Michigan: Toyota Motor Corp led carmakers reporting declining US sales in January, as an industry aiming for another record year maintains hefty spending on incentives to keep consumers coming to showrooms.
Deliveries fell about 11 percent for both Toyota and Fiat Chrysler Automobiles NV. Sales also dropped for General Motors Co and Ford Motor Co, while Japan’s Nissan Motor Co and Honda Motor Co reported gains.
Carmakers spent about $645 more per vehicle on discounts, about $3,635 on average in January, according to ALG, which projects car and truck resale values. The industry relied on rich incentive offers and deliveries to fleet customers including rental-car companies last year on the way to a seventh straight year of expansion. Strong demand for pricier pickups and sport utility vehicles should ensure automakers will still manage to keep profits rolling.
“There is certainly weakness to start off the year,” Jeff Schuster, senior vice president of forecasting for LMC Automotive, said by phone. “It’s not unexpected given the overheating of sales, thanks to incentives in December.”

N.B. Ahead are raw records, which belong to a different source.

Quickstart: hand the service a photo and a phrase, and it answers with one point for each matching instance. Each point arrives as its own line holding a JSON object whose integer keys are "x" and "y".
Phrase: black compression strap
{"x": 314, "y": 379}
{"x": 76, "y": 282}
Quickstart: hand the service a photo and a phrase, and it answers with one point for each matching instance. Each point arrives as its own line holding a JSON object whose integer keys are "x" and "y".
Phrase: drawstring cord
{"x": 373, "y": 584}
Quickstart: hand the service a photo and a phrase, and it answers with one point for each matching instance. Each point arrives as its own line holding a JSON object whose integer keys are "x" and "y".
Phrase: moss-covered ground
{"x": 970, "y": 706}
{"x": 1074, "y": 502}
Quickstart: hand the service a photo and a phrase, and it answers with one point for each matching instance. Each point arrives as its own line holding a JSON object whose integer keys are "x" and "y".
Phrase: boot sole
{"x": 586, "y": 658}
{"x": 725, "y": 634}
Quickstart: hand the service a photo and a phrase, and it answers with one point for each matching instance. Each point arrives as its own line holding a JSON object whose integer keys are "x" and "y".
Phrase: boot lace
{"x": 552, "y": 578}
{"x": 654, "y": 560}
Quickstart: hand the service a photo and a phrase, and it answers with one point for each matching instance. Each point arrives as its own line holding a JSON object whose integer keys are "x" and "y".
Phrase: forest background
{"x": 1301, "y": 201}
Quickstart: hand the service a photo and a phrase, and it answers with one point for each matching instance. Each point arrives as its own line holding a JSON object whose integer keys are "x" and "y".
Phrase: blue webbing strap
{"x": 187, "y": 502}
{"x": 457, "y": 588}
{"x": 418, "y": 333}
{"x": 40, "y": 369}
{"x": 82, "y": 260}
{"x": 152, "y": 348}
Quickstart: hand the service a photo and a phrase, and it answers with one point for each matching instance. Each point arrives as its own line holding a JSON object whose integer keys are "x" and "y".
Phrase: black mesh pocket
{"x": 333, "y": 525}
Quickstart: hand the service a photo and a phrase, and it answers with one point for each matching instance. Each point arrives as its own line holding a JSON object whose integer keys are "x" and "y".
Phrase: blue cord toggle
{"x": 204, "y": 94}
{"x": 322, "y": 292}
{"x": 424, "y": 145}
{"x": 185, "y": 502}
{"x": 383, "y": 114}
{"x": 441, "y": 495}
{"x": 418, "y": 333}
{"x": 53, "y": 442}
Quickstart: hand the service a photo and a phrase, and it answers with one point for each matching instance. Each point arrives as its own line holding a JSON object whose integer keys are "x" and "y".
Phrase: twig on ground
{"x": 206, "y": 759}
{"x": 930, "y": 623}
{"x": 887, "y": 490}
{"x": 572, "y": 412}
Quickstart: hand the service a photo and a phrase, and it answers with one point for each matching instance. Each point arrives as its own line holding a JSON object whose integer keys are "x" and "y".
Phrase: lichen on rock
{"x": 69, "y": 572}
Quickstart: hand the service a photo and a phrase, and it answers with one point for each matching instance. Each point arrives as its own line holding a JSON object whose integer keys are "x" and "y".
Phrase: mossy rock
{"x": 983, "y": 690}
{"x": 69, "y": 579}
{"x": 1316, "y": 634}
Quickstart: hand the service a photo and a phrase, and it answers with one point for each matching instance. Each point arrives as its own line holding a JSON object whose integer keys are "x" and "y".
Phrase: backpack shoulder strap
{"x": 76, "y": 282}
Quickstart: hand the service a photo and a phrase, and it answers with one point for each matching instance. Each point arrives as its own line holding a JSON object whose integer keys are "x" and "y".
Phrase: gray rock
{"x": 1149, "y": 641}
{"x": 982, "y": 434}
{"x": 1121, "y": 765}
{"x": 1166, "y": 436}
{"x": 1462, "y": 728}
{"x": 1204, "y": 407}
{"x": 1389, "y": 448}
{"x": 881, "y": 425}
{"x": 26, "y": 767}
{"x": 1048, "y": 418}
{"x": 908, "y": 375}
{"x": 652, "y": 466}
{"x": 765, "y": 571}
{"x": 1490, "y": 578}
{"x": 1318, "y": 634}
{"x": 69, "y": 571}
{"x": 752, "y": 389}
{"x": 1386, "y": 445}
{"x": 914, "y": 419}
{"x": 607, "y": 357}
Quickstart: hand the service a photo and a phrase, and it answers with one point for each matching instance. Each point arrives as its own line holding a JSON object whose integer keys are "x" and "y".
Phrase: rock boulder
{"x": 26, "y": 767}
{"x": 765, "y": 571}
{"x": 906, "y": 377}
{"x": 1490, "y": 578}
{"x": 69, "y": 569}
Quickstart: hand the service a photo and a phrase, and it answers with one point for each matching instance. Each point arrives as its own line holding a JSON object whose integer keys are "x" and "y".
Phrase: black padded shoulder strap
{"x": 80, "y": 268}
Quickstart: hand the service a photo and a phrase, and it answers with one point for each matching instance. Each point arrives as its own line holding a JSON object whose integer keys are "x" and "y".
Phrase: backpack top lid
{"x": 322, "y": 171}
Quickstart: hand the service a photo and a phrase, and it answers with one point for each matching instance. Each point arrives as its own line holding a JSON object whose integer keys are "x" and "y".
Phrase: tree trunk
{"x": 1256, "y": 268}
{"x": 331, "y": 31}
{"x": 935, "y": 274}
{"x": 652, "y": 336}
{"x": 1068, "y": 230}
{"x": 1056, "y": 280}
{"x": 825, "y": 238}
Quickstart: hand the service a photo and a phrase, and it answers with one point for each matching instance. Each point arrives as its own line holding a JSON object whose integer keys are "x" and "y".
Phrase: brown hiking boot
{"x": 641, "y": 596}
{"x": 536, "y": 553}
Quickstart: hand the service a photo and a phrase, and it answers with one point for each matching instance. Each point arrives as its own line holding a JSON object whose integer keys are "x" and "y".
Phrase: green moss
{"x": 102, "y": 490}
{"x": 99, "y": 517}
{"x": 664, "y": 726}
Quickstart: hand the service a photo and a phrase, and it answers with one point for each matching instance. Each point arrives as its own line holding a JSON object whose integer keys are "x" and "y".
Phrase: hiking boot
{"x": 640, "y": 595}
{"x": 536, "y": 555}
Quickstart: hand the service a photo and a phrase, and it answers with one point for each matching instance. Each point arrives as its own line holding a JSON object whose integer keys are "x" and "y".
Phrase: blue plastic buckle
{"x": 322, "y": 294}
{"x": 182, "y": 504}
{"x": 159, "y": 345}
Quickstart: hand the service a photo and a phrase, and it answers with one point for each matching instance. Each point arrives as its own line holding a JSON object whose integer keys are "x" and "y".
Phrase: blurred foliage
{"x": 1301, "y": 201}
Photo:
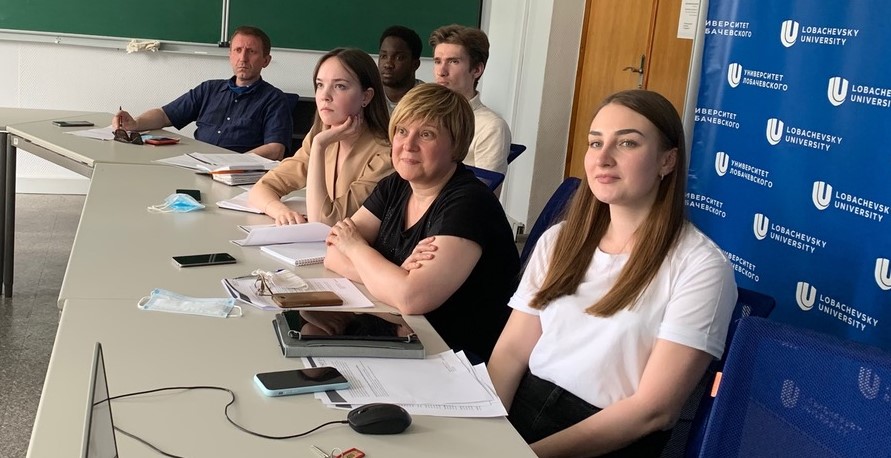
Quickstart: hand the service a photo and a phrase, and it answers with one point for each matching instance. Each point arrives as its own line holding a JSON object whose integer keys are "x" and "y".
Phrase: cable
{"x": 225, "y": 412}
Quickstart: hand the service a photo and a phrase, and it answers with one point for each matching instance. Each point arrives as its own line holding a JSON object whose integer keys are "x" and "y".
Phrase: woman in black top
{"x": 432, "y": 239}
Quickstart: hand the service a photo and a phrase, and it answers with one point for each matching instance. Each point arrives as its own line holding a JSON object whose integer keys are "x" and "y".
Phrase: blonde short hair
{"x": 438, "y": 105}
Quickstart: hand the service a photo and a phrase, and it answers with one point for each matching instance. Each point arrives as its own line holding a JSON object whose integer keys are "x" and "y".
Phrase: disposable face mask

Auto sales probably slowed in January to a seasonally adjusted annualised rate of about 17.3 million vehicles, according to the average of 11 analyst estimates, from 17.9 million a year earlier. The pace was 18.4 million in December, the best in more than a decade. GM said the light vehicle sales rate may have been 17.6 million in January in an e-mailed statement Wednesday. Ford predicted a pace in the low- to mid-17 million range, including medium- and heavy-duty trucks, on a conference call with analysts and reporters.
“This is still a healthy level of sales,” said Michelle Krebs, senior analyst with car-shopping website Autotrader.com. “The year is opening with a bit of a hangover because of the extreme discounts we saw in December. It’s taking more incentives to move the metal.”
The biggest gainer among major automakers will probably be Volkswagen AG, which reported a 15 percent jump for combined sales of VW and Audi models, as the German automaker rebounds amid a diesel model buyback programme.
Deliveries of Ford’s F-Series, which is coming off the 40th consecutive year as the best-selling truck in the US, climbed about 13 percent last month.
Nissan’s Rogue, which displaced the Altima sedan as the company’s UStop-seller last year for the first time, surged 46 percent in January.
Ram pickup deliveries rose 3.7 percent, blunting the impact of Fiat Chrysler ending sedan production at two US plants.
GM said it set a new January record for average transaction prices as it dialed back spending on incentives.